Solved–Algorithms for Genetics Project– Solution

$30.00 $19.00

Logistics You can work on these projects in groups of 1 or 2, but no more. All participants will have an oral presentation towards the end of the class. As some of the projects are open-ended, please schedule meetings with the instructor throughout the quarter to discuss progress and converge on speci c objectives. A…

You’ll get a: . zip file solution

 

 

Description

5/5 – (2 votes)

Logistics

You can work on these projects in groups of 1 or 2, but no more. All participants will have an oral presentation towards the end of the class. As some of the projects are open-ended, please schedule meetings with the instructor throughout the quarter to discuss progress and converge on speci c objectives. A small 5 page report will also be due by the end of the exam week. CSE MS students working on these projects, can choose these projects for their qualifying MS exam option, but must submit a short paragraph describing the speci c contribution of each person. Also, they should schedule a meeting with the instructor by week 8 to discuss progress and nalize the objectives.

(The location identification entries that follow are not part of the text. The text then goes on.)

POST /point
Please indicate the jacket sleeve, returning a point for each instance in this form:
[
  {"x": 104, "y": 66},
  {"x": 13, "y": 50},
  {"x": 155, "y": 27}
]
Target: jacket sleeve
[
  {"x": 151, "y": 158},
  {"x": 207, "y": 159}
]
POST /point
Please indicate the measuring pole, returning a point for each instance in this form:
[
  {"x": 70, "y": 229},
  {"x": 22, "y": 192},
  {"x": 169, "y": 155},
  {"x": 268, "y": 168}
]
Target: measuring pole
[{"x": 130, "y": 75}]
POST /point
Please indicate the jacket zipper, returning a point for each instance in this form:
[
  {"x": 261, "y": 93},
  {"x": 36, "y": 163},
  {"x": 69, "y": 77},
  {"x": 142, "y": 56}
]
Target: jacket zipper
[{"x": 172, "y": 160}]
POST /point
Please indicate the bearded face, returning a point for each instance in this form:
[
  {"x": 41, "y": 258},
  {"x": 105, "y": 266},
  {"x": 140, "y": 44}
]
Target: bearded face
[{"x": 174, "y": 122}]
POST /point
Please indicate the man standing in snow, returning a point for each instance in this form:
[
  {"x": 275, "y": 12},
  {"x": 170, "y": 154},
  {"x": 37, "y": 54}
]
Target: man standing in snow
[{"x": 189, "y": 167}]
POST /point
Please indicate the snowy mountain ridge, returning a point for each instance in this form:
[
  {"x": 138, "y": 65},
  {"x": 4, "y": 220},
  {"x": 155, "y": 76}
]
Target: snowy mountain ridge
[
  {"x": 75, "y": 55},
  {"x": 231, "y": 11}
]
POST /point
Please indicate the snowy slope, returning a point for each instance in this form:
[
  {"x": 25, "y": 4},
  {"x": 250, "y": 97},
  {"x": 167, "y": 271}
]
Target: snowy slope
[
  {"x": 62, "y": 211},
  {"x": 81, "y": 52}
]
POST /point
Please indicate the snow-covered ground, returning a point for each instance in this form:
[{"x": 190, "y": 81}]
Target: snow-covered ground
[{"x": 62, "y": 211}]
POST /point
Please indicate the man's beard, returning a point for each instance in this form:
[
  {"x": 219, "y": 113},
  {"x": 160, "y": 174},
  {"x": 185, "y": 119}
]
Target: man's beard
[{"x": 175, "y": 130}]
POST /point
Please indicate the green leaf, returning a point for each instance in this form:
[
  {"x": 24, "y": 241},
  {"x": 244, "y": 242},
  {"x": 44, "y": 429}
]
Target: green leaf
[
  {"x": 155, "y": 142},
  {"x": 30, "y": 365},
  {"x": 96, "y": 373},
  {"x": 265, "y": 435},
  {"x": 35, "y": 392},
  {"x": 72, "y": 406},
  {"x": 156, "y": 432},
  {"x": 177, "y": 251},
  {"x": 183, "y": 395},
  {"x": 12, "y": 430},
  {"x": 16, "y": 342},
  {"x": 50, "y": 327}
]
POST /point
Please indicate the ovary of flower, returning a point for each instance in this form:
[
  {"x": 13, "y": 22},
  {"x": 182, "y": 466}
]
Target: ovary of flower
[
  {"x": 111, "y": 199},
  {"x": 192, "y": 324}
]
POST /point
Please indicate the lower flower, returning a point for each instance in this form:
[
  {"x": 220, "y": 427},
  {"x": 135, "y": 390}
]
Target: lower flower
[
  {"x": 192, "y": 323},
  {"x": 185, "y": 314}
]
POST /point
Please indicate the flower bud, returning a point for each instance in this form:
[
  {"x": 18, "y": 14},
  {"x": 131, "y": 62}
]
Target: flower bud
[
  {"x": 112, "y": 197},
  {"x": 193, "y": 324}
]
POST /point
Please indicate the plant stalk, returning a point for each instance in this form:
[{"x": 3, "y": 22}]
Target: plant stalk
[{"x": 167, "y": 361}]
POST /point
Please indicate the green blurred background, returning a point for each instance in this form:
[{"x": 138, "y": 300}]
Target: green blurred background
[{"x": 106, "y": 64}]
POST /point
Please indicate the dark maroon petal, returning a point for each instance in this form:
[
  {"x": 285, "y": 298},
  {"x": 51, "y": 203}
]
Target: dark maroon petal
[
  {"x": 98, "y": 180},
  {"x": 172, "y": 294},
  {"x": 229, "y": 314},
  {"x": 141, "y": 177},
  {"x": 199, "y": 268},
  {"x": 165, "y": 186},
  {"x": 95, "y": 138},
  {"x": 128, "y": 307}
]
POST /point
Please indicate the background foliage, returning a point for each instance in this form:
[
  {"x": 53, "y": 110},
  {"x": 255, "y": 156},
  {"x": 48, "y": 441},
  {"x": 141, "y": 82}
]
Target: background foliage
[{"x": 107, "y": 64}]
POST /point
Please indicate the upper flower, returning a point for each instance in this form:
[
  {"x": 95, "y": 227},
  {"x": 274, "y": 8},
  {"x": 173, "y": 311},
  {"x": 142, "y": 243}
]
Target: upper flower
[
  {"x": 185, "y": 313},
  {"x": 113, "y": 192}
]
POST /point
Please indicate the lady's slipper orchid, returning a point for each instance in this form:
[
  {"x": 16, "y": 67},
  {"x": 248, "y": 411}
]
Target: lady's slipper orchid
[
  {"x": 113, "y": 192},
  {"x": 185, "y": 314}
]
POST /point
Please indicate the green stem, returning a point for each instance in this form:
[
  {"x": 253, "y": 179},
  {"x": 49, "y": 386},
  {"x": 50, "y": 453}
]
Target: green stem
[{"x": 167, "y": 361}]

  • Clarifying amplicons with long (PacBio) reads

AmpliconArchitect (AA) is a tool used to reconstruct the architecture of complex amplicons2. Given whole genome short-read data, and a seed region (typically a genomic region with copy number ampli cation), AA reconstructs an amplicon graph encoding rearranged structures. Nodes in the amplicon graph correspond to genomic segments, and edges correspond to pairs of non-contiguous genomic segments connected by discordant short-reads. The structures often correspond to cyclic extrachromosomal DNA10, but may not be fully disambiguated because of short-reads. The goal of this project is to disambiguate these structures using longer (PacBio) reads which can often be in excess of 10-15kbp.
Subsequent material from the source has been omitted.